Dahsha and Hayra (Utmost Astonishment and Amazement)
Every traveler journeying in valleys of love and zeal sometimes burns with the fire of love, and sometimes overflows with joy owing to the "wine of immortality" offered by the Beloved. While burning, the lover sighs: O Cupbearer, I have burned away. Give me some water! While looking attentively through the door of the Beloved left ajar, the lover entreats: I have dipped my finger into the honey of love. Give me some water!
Until the traveler is saved from worldly anxiety and considerations of distance or, in other words, until the traveler passes beyond the spheres of the manifestations of Names and Attributes and is honored with the manifestation of Divine Essence, he or she continues to travel between burning and entreating, and receiving his or her lot from the pure drink the Lord offers (76:21).
The lover pursues more and more knowledge of God, for every new Divine gift increases his or her desire.

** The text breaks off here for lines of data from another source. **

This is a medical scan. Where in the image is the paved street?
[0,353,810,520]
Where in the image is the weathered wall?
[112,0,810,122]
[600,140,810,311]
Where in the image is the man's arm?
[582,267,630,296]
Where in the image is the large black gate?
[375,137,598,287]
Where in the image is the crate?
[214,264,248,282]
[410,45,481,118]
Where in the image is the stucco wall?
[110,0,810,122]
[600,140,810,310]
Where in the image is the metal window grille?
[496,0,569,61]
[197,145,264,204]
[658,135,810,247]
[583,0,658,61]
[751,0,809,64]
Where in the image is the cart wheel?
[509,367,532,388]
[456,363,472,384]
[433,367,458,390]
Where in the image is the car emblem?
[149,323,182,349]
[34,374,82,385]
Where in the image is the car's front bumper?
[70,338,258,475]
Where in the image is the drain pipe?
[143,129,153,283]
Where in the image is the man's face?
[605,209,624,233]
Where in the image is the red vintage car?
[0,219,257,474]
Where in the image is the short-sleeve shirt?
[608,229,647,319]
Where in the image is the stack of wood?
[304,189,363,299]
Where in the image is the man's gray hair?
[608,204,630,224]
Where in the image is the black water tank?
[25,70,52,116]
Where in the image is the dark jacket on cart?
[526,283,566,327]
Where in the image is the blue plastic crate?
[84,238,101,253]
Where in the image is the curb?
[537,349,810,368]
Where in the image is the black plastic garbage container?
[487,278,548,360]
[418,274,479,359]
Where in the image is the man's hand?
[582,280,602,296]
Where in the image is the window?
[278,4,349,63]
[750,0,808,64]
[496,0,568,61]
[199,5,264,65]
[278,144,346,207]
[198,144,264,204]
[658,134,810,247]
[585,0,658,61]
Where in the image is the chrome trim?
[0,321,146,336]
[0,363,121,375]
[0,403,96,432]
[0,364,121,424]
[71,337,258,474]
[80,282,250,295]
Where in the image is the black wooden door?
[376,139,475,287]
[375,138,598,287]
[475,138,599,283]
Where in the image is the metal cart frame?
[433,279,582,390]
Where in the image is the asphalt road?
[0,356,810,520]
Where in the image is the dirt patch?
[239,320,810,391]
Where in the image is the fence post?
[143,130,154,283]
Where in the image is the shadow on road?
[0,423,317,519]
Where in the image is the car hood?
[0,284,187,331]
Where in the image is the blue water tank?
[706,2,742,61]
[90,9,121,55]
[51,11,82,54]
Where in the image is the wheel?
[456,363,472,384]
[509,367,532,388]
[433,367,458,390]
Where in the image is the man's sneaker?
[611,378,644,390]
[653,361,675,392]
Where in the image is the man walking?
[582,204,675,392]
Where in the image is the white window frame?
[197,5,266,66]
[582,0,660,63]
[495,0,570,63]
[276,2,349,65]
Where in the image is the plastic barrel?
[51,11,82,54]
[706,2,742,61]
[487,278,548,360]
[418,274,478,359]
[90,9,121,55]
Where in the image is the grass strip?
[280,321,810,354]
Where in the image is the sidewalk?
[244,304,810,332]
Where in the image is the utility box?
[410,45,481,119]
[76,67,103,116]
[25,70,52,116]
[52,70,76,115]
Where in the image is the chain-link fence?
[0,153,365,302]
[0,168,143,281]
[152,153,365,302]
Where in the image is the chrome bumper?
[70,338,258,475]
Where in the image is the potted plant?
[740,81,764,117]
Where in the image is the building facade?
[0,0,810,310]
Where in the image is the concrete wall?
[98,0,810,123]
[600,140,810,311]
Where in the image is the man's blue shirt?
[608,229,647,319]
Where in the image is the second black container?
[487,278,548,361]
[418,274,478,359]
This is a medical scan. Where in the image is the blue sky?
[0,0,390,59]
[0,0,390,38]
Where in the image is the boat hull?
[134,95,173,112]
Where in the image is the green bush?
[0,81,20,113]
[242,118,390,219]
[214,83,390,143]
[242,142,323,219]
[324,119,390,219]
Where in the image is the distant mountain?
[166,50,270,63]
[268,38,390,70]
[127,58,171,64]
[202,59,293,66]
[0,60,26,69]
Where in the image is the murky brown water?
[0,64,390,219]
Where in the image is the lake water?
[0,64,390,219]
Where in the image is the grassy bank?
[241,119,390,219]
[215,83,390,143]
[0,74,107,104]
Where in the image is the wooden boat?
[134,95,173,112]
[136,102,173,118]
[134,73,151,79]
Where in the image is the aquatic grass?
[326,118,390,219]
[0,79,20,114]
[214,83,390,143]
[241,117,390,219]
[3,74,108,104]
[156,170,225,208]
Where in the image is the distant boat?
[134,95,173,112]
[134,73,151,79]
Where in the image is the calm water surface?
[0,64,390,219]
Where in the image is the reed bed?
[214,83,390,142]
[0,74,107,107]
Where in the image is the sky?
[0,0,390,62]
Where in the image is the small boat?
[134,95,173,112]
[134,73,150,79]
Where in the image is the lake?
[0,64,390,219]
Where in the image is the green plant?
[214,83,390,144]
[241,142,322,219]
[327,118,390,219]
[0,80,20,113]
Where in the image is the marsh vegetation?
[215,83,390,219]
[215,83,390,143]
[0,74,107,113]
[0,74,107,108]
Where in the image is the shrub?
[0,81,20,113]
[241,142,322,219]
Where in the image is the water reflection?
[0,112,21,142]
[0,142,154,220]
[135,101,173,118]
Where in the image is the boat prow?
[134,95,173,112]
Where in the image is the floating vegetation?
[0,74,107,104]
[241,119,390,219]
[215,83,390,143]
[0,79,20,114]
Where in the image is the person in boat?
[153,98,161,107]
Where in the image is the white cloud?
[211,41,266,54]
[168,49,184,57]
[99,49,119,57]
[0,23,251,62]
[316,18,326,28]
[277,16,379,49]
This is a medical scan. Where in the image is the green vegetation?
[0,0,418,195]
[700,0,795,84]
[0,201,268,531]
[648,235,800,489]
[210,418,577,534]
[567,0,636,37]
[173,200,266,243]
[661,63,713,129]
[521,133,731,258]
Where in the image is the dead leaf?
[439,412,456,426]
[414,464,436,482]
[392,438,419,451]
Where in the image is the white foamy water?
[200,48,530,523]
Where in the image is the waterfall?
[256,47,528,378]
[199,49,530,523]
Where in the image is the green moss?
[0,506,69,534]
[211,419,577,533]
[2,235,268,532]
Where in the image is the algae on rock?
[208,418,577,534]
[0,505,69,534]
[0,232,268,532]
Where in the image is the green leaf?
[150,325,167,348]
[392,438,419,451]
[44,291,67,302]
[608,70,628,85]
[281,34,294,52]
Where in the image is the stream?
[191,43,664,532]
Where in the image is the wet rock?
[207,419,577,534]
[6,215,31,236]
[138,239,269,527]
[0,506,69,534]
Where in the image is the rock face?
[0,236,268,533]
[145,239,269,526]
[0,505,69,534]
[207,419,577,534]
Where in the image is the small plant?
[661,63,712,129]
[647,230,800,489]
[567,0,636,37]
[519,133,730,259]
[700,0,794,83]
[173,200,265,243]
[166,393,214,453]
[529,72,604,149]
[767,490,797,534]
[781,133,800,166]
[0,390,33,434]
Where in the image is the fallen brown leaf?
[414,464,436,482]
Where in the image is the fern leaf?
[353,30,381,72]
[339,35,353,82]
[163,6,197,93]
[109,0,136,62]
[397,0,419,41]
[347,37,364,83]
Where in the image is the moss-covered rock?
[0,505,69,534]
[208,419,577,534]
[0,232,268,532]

As this desire increases, new gifts pour into the lover's heart. He or she embroiders the acquired knowledge of God with the feelings and thoughts traveling between his or her heart and things. Like a honeybee collecting nectar from flowers and thereby causing flowers to be the source of honey, the lover collects the nectar of knowledge of God from the manifestations of Divine Names and Attributes that open like flowers in the garden of the universe. He or she distills the collected nectar through the filter of his or her appreciative, grateful conscience, and feels as if his or her sight has reached the rays of the Attributes themselves. Then the dream of reaching the Divine Being comes, and the lover is stricken with the utmost astonishment.
The writer of Gulistan (The Rose Garden) expresses the traveler's feelings of astonishment and amazement while burning and drinking:
At times You show Your Beautiful Face,
But It is veiled without being completely seen,
Thus You incite us to compete to be able to see You
And increase our fire.
When I see unveiled the Beloved
With Whom I have fallen in love,
Something occurs to me
And I am bewildered on my way.
The Beloved lights a fire in my breast
And then puts it out with a drizzle.
That is why you find me burnt away
And drowned in an ocean.
Bursawi presents travelers as incessantly intoxicated:
All saintly ones are intoxicated with the pure water their Lord offers them (76:21);
Seven, five, and four are intoxicated With His Beautiful Face. [1]
If the traveler has not prepared his or her heart according to the requirements of the spiritual journey and the commandments of the Shari'a (that is, if one does not think and reason in the light of Prophethood while one's feelings fly in the boundless realm of the achieved spiritual state), he or she will inevitably fall, be confused and bewildered, and speak and act contrary to the spirit of Shari'a.
Mulla Jami' expresses astonishment and amazement in his vivid language:
The women of Egypt were astounded and cut their hands when they saw the beauty of Joseph. O Master! If they had seen your beauty, they would have thrust the daggers in their hands into their breasts. Speaking of Joseph's beauty, where Your beauty is mentioned means no more than telling tales.
In other words, if transient, worldly beauty and perfection that only reflect the Infinitely Perfect and Beautiful One through many veils can seduce us, how great will be our inability to perceive the dazzling awe and amazement produced by beholding and gazing upon that Beauty.
Those who prefer to serve Islam and the Qur'an at this point in time should not aim at all the pleasures, whether bodily or spiritual. Rather, they should continue their service aided by God in awe of and with amazement at the extent to which God comes to their aid and makes them successful. They should never conceive of anything other than serving Islam. This is a special gift of amazement to the army of light from God's special treasury of: We make the distribution among them (43:32).